Parkinson’s Law and misguided intentions
Writing for The Economist in 1955, C. Northcote Parkinson coined the term “Parkinson’s Law” in an article by the same name poking fun at the civil service. The article begins, “It is commonplace observation that work expands so as to fill the time available for its completion.”
Zharov pointed to Parkinson’s Law in urging that the amendments in their current form will serve only to perpetuate bureaucracy, being too vaguely directed to clearly target the family issues they declaredly seek to cure.

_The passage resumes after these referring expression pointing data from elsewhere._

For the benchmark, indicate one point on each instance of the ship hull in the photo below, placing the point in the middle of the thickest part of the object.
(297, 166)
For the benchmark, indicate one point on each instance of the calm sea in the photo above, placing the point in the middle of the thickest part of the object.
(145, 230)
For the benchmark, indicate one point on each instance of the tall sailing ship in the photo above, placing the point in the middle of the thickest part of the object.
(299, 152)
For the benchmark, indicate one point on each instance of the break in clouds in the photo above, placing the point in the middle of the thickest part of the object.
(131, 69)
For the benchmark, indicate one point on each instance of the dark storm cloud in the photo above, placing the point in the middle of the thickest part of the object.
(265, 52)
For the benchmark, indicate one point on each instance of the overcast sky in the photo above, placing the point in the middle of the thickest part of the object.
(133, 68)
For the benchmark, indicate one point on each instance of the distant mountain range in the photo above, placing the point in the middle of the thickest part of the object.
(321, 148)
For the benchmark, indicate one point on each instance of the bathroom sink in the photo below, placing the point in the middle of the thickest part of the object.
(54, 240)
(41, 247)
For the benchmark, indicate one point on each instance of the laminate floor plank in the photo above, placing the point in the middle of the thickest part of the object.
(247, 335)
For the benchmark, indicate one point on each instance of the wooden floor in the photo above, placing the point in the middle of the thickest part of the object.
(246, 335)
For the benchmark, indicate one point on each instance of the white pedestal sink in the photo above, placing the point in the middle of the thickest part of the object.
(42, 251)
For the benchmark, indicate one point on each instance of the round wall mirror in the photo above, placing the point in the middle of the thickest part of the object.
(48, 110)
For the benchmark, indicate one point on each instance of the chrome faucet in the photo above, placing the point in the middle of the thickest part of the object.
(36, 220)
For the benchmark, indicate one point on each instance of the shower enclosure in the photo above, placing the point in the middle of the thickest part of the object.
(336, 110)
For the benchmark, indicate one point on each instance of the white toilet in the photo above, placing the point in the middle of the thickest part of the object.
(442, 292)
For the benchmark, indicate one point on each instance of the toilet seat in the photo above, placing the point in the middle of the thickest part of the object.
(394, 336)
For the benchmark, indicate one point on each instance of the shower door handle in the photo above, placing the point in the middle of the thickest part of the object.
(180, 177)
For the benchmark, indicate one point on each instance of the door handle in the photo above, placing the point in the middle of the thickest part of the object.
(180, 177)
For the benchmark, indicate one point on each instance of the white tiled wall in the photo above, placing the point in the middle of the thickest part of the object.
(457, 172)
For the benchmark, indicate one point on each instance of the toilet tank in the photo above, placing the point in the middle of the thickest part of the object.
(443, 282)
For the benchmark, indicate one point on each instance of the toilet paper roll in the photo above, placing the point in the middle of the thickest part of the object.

His take on Parkinson’s Law at play in the given context is, “the creation of institutions for the resolution of problems guarantees that the problems will never be solved (as long as there’s funding.)”
In his view, the amendments will create jobs and consume funds, but will fail to advance the goal of protecting children. “The state doesn’t want the problems of the family solved, it wants them conserved; from the text it doesn’t follow what social patronage actually is, only that it will pose yet another barrier to the deprivation of parental rights,” he explained.
Reiterating the point that the amendments are fatally flawed by a lack of clarity, he went on to explain that: "The essential problem is not that any one particular family will be destroyed. The essential problem is the lack of understanding of why this is all being done in principle, of which problems we're trying to solve, and of [how success will be measured] in solving these problems."
Big Brother and a lack of funding
Crucial in Pavlova’s view is the draft law’s lack of any requirement for additional budgetary allocations. She explained that without additional funds, the state will be unable to effectively implement individual social patronage plans. Thus the law is “hollow, serving only to establish itself as a mechanism of control over the family; a simple mechanism that will vest government officials with the right to intervene in internal family affairs, while failing to provide any option for the realistic rehabilitation of the family.”
Pavlova took little comfort in the amendments’ parental consent requirement, pointing to the fact that a parent’s refusal to voluntarily accept social patronage could be interpreted by officials as an unwillingness to foster the rehabilitation of the family. In her view, this fact could turn social patronage into a hotbed for official abuse.
She argued that the collection of personal information necessitated by the law would infringe upon the civil rights and fundamental freedoms of Russian families.
In conclusion, she lamented the toll that the passage of these amendments might take on society as a whole: “the manner in which this law has been presented to us - it is beneficial to those who want to control society, who want to have a free opportunity to interfere in people’s lives. This is very dangerous - very serious control can be asserted over society by way of children.”
Albeit for different reasons, Pavlova and Zharov have taken issue with the ambiguities present in some of the current text’s key sections, and have questioned the underlying motive of the authorities in seeking the law’s passage. Both are successful advocates for children’s rights, with valid concerns backing their respective cost-benefit analyses of the bill. Thus the present picture looks fairly bleak. Still, all is not lost. The Duma announced last week that it will establish a working group to prepare the law for its second reading, one which will hopefully take into consideration the concerns expressed by our experts and the many others who have questioned the means of the current text, in light of their strong passion for the end goal of protecting Russia’s children from abuse.